Having done nothing about issues like abortion, her efforts to “play the gender card” as her leadership crumbled fell flat. The vast majority of working class women saw nothing to defend in Gillard.

Whether or not Rudd’s poll numbers can hold up long enough to get Labor through the election, what Australian politics really needs is a genuine left-wing alternative to Labor’s entrenched rightward direction.

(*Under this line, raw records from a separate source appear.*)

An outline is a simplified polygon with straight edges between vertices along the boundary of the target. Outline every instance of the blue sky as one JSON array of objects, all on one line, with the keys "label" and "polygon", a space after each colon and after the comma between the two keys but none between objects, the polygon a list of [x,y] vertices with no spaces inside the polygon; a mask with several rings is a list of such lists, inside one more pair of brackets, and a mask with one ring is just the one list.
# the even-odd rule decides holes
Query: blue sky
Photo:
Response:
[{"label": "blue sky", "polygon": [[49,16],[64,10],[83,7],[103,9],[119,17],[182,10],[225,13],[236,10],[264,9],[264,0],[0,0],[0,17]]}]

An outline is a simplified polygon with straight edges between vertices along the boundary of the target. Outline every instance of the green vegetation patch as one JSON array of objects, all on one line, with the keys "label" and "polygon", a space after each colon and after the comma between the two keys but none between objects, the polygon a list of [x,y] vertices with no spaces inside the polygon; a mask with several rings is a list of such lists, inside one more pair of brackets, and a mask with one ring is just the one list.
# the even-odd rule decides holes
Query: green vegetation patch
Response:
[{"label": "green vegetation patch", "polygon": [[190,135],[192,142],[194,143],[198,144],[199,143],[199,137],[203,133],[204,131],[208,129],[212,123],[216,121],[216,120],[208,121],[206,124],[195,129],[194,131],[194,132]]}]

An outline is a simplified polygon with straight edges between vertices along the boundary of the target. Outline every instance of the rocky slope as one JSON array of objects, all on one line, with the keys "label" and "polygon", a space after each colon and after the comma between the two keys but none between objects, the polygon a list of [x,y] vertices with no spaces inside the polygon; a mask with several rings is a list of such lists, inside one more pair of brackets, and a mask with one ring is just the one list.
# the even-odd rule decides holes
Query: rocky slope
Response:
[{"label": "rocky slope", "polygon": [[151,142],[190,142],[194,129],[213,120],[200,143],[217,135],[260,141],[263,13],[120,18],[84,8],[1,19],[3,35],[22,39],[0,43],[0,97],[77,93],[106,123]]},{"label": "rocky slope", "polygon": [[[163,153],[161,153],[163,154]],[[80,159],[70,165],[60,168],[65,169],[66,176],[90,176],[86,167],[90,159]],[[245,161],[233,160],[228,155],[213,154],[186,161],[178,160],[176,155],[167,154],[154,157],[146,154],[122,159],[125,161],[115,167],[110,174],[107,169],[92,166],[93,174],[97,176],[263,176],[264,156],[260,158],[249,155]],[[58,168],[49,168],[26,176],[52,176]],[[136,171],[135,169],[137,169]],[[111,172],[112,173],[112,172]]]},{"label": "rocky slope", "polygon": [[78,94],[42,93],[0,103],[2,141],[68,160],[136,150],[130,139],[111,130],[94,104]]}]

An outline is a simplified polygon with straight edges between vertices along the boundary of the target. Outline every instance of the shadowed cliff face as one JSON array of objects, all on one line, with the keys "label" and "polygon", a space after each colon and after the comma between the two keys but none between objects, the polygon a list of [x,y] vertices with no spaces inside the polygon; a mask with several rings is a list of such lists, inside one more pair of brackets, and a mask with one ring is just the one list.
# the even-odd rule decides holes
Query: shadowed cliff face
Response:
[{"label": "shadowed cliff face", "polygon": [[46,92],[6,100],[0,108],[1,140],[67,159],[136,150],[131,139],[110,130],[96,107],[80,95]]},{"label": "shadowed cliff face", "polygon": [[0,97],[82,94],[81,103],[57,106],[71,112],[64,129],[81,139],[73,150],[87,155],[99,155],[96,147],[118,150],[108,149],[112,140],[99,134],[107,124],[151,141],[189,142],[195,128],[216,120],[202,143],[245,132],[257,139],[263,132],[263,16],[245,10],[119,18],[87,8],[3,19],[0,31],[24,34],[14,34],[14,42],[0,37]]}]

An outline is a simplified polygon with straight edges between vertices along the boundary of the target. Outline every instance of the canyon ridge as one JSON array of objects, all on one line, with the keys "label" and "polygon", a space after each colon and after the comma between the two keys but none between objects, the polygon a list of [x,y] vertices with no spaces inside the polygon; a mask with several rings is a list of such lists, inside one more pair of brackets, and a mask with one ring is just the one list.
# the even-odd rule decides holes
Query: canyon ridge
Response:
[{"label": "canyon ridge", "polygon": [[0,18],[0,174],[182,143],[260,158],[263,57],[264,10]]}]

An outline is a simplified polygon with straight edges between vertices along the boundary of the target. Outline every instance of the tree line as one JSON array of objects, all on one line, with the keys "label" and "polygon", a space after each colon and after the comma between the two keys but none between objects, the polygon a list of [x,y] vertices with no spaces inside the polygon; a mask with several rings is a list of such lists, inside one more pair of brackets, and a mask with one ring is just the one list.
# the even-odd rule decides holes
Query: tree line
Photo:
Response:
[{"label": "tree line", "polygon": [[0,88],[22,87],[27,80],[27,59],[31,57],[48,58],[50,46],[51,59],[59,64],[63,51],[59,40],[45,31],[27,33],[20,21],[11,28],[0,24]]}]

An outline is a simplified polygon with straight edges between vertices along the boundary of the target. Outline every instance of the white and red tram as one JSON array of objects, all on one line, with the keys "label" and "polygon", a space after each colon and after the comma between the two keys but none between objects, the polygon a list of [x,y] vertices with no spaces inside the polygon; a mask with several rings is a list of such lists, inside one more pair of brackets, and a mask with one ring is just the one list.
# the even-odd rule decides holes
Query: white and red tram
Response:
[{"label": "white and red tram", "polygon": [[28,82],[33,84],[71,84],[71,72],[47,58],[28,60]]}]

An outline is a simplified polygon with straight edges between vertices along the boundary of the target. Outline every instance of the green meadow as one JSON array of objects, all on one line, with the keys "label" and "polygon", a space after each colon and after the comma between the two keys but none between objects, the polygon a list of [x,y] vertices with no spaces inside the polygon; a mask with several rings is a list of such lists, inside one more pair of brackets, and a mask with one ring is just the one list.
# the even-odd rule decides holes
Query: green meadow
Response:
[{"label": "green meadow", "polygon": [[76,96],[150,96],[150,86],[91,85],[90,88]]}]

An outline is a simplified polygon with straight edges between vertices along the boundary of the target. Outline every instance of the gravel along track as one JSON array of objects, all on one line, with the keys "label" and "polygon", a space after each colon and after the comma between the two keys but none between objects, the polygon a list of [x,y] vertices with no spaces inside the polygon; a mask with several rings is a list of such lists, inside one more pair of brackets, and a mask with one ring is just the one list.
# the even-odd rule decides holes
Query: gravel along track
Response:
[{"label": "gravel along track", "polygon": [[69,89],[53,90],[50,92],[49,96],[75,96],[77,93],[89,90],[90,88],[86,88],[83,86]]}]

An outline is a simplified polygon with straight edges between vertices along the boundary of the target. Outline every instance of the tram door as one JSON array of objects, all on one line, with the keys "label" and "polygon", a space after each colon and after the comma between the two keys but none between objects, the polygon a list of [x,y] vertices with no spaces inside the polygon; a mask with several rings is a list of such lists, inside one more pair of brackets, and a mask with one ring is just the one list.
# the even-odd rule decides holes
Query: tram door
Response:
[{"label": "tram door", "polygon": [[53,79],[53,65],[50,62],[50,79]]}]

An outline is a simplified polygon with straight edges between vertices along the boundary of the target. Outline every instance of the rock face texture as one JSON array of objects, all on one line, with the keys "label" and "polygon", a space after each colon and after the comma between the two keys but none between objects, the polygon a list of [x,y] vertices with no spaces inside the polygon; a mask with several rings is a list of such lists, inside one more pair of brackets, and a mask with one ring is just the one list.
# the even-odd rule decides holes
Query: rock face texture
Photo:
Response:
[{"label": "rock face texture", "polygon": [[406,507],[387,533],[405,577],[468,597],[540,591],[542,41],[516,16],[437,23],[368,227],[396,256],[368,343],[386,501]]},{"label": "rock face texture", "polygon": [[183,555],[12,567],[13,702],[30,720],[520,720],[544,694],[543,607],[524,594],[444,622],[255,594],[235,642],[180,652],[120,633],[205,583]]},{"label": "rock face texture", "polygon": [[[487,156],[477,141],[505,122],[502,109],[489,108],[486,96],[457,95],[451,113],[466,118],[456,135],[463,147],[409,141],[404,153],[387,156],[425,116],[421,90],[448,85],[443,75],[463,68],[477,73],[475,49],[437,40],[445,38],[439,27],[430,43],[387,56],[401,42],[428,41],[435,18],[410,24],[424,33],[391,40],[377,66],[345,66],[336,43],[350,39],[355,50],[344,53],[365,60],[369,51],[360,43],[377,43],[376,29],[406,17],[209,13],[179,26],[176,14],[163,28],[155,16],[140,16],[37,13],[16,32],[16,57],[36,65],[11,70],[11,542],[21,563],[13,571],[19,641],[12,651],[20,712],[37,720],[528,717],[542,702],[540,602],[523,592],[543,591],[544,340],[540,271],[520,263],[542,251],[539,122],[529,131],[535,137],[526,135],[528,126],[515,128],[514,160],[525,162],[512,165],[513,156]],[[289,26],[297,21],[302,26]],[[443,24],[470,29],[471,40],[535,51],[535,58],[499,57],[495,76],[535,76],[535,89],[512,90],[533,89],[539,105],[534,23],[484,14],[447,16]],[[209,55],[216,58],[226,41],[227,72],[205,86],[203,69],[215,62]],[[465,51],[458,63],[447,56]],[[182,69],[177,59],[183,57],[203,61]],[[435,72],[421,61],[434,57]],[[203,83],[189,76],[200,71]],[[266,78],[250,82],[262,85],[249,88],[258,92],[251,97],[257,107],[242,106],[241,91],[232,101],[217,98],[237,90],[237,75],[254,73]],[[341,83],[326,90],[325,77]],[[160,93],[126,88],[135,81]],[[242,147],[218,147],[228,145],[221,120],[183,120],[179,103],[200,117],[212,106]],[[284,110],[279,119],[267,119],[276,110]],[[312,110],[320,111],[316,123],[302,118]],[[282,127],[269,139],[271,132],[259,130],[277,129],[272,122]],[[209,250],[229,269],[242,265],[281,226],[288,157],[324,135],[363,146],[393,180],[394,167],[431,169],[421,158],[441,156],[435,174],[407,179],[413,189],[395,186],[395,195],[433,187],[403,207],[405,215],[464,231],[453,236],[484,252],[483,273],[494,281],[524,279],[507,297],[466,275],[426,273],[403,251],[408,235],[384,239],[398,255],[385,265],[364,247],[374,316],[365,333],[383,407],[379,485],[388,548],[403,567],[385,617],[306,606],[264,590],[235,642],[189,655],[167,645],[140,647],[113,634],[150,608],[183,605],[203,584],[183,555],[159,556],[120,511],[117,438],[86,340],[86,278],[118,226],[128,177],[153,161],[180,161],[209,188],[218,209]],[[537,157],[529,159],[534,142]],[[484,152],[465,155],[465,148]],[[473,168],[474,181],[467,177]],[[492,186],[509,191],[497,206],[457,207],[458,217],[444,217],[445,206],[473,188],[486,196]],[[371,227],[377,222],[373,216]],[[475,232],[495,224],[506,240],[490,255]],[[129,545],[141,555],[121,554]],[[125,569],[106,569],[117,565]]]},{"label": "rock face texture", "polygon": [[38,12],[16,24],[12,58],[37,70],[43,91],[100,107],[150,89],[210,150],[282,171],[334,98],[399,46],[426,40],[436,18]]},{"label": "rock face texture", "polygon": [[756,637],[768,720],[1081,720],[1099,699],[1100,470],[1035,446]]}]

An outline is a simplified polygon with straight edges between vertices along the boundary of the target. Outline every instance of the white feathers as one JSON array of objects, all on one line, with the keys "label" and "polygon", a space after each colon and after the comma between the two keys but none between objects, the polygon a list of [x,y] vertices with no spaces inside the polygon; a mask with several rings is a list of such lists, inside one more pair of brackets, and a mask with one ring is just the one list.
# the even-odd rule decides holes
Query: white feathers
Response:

The Greens’ recent shift towards being more openly critical of Labor is a good start. But Greens leader Christine Milne’s mass email saying she was “very sad to see the first female Australian Prime Minister dispatched in this way” was still aimed at capitalising on sympathy for Gillard rather than setting out the issues that needed to be addressed—like increasing Newstart, scrapping the cuts to universities, re-instating the benefits to single parents, ending the Intervention and the Pacific Solution.

We need to fight to keep the Liberals out of government—but Rudd is not going to change politics in Australia. Crucial to that fight will be grassroots campaigns and the unions.

A union fight against Holden’s attempt to cut wages, and to fight the mass redundancies that are sweeping the resources and associated manufacturing industries could alter the political climate. Real change will have to come from below—from the fight of students and the NTEU to oppose the university finding cuts, the campaign for same-sex marriage and the refugee movement’s fight to end off-shore processing.

Fighting to reverse Labor’s cuts now is the best way to fight Abbott and prepare for the struggles ahead whoever ends up in government after the election.